Выйдя из-за угла, Маркус поставил сошник, положил на него аркебузу и выстрелил в галдящую толпу. Оказалось, что Марта спросонья переложила пороха. От выстрела вылетели окна, за которыми шел светский прием. Фон Хансберг извинился перед почтенным собранием и быстро направился к выходу. Бургомистр бросился за ним.
– Какая сволочь стре… – громко начал кто-то из солдат, ощупывая свою подсоленную задницу, и осёкся, увидев выходящего на свет профоса с сошником и аркебузой.
– Вот эти три негодяя…
– Молчать! Что за беспорядки? – оборвал комментарии Маркус.
Доктор сумел выполнить обе команды. Плотно сжав губы, он указал пальцем сначала на дохлого мула, потом три раза с чувством ткнул в виновников происшествия, потом обернулся и указал на лежащую под стеной корзину с оторвавшимися веревками.
– Нужны добровольцы, – обратился к стоящим вокруг солдатам профос, – ты, ты, ты и ты. Арестовать этих троих и отвести в тюрьму.
Дверь ратуши широко распахнулась. На пороге стоял рассерженный оберст, а из-за его спины выглядывал обеспокоенный бургомистр.
– Какая сволочь стреляла?! – взревел фон Хансберг едва ли не громче, чем выстрелила разыскиваемая сволочь.
– Все в порядке, герр оберст, беспорядки пресечены на корню, виновные арестованы, – ответствовал недрогнувший профос.
– Что в порядке? – фон Хансберг огляделся и заметил тушу мула, – Маркус, ты совсем с ума сошел, чтобы из-за какой-то дохлой скотины стрелять под окнами у начальства?

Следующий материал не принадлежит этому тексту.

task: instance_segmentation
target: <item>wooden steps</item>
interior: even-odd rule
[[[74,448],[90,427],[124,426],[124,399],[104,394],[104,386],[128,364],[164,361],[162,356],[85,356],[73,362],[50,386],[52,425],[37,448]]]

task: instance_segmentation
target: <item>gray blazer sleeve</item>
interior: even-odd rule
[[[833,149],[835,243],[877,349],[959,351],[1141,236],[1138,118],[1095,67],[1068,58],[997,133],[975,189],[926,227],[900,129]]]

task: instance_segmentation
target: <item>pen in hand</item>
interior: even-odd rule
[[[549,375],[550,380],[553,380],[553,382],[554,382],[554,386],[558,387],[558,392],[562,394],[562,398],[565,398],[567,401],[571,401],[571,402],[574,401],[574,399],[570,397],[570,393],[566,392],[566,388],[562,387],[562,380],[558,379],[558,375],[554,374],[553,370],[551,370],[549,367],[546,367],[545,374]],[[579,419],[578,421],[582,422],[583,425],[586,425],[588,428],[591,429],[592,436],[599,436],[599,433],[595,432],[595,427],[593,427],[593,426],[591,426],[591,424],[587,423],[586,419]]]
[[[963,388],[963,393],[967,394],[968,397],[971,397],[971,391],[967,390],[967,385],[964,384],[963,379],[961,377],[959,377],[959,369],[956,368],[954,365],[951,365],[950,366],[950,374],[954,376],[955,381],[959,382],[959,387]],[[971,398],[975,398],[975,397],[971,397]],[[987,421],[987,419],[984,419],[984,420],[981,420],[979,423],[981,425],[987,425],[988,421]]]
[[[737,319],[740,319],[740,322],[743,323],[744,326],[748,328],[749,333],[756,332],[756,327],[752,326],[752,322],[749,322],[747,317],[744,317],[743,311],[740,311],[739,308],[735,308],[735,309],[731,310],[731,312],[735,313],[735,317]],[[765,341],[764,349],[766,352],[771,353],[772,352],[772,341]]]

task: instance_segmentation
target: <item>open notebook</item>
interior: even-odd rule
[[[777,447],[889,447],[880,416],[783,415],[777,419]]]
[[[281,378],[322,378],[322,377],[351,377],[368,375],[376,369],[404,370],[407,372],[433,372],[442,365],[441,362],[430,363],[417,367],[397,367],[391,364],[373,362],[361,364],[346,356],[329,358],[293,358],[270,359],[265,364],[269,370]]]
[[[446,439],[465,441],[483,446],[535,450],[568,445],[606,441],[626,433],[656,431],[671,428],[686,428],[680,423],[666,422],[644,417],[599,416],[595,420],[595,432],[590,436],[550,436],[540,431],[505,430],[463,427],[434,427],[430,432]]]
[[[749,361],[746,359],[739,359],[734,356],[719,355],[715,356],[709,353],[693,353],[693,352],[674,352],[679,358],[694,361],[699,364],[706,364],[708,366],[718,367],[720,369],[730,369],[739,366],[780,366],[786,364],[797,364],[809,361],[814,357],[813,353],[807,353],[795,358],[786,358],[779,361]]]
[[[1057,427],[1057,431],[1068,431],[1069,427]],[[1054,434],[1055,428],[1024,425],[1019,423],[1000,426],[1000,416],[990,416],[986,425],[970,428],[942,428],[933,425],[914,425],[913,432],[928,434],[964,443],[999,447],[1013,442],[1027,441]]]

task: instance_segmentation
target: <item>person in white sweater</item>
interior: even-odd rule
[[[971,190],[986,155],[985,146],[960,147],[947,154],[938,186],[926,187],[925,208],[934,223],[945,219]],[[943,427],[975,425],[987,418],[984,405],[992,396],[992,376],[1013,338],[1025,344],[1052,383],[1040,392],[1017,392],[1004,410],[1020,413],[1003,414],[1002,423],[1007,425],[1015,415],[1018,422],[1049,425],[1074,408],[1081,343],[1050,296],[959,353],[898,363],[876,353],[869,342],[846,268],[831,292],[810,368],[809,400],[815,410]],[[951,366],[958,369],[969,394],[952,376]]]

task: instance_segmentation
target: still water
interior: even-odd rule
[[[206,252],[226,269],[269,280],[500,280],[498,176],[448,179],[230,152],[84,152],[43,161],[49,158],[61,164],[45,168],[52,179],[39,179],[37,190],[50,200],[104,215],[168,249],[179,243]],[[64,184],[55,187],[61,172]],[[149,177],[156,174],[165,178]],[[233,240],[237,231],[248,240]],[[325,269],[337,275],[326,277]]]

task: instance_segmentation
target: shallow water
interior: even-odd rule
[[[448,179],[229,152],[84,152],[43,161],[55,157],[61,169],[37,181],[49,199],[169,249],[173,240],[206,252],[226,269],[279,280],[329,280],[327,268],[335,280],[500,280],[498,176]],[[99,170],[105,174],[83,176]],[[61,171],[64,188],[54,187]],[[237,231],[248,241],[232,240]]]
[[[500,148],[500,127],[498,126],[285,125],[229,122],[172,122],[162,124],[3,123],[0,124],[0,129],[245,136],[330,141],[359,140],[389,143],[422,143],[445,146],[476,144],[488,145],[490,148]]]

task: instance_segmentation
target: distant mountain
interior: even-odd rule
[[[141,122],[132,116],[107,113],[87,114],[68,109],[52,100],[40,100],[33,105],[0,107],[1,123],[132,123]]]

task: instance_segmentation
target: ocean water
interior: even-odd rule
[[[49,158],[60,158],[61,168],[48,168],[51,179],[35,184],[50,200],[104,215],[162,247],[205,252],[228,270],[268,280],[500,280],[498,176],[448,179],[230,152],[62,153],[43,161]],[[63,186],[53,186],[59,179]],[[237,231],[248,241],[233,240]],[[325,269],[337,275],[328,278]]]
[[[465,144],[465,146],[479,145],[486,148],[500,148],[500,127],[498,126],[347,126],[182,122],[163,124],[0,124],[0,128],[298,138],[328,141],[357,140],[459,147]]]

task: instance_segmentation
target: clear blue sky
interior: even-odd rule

Маркус поднял глаза к небу, нахмурился, огляделся и кивнул в сторону стены, где в свете факелов, вынесенных слугами за оберстом и бургомистром, выступал из тени какой-то кусок цветной материи. Бургомистр, стоявший в шаге от тряпки, поднял её и протянул оберсту. И без того недовольное лицо большого начальника приняло откровенно зверское выражение. Тряпка оказалась его личным штандартом, который в процессе подъема живого груза сбили с настенного флагштока.
Герр Вурст нахмурился, но спорить не стал. Ему ещё предстояло объяснять горожанам, что произошло, причём их надо было как-то успокоить, чтобы не осложняли отношения с гарнизоном со стороны города. Пусть пока ни один житель Швайнштадта не пострадал, но следовало предупредить земляков, чтобы они были очень осторожны в присутствии профоса, а также в присутствии его жены.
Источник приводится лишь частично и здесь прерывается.